R-values were calculated between the input parameters and the corresponding CA-value output values for each TOC value. Figure 13 shows the dependency of CA-value on various input parameters, which is independent of the TOC value. The R-values are almost constant for each parameter with increasing TOC values until a value of 9%. The R-value between the pressure and contact angle increased from 0.48 at low TOC values to 0.63 at high TOC values, confirming an increasing dependency of CA on pressure at high TOC values, consistent with the results shown in Fig. 12.

Figure 13
figure 13

The CA-value sensitivity to the different input parameters. (a) The trend of R-value between the different parameters and contact angle for different TOC, (b) average R-values between the different parameters and contact angle.

Figure 13b shows the average R-value between the input parameters and the contact angle at different TOC values. Operating pressure has the highest positive effect on the CA-values, followed by salt concentration in the brine solution. On the other hand, temperature has the most significant negative effect on the CA-values. The concentrations of clays and quartz display a negative relationship with the CA-value, indicating that the shale surface becomes more water-wet as their concentrations increase. In contrast, carbonates show a positive relationship with the CA-value, where the shale surface wettability turns less hydrophilic as the carbonate concentrations increase.

Conclusions

This study utilized machine learning techniques, including ANN, ANFIS, and SVM, to predict the contact angle of shale formations under various operational conditions, eliminating the need for expensive and time-consuming experimental measurements. The results of this study are outlined below.

  • The different ML models accurately predicted contact angle based on shale mineralogy and operating conditions.

  • ANN model outperformed other ML models with R2 higher than 0.96 and RMSE less than 5 for training, testing and validation datasets.

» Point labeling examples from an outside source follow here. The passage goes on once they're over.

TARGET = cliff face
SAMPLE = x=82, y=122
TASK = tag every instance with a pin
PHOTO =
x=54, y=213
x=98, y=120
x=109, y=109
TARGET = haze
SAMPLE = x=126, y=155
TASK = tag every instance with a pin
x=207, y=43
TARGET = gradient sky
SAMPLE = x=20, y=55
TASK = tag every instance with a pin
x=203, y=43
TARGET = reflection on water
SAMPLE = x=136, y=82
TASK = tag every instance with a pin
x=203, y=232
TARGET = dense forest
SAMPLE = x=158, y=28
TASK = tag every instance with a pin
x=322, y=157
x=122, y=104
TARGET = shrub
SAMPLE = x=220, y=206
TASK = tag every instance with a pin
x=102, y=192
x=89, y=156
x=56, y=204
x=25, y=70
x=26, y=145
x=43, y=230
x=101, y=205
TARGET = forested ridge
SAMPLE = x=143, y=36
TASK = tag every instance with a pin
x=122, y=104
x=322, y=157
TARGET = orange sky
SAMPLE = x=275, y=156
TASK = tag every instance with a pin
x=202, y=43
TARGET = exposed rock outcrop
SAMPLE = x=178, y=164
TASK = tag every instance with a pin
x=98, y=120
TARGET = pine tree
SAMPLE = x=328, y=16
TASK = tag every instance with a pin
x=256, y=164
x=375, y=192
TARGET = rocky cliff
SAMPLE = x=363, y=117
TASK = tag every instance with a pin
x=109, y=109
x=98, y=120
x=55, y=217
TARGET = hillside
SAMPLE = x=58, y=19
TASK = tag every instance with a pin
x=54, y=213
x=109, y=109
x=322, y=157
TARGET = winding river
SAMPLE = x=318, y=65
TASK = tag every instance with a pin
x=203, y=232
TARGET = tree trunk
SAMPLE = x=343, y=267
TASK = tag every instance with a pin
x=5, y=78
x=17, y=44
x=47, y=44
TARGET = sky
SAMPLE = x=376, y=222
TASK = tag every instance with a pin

  • SVM model showed overfitting problem with R2 values decreased from 0.99 to 0.88 for the training dataset compared to the validation dataset.

  • An empirical correlation was developed based on ANN model to predict contact angle without rerunning ML models with validation R2 of 0.96.

  • Operating pressure had the most significant impact on shale wettability at constant TOC, and contact angle dependency on pressure increased at high TOC values.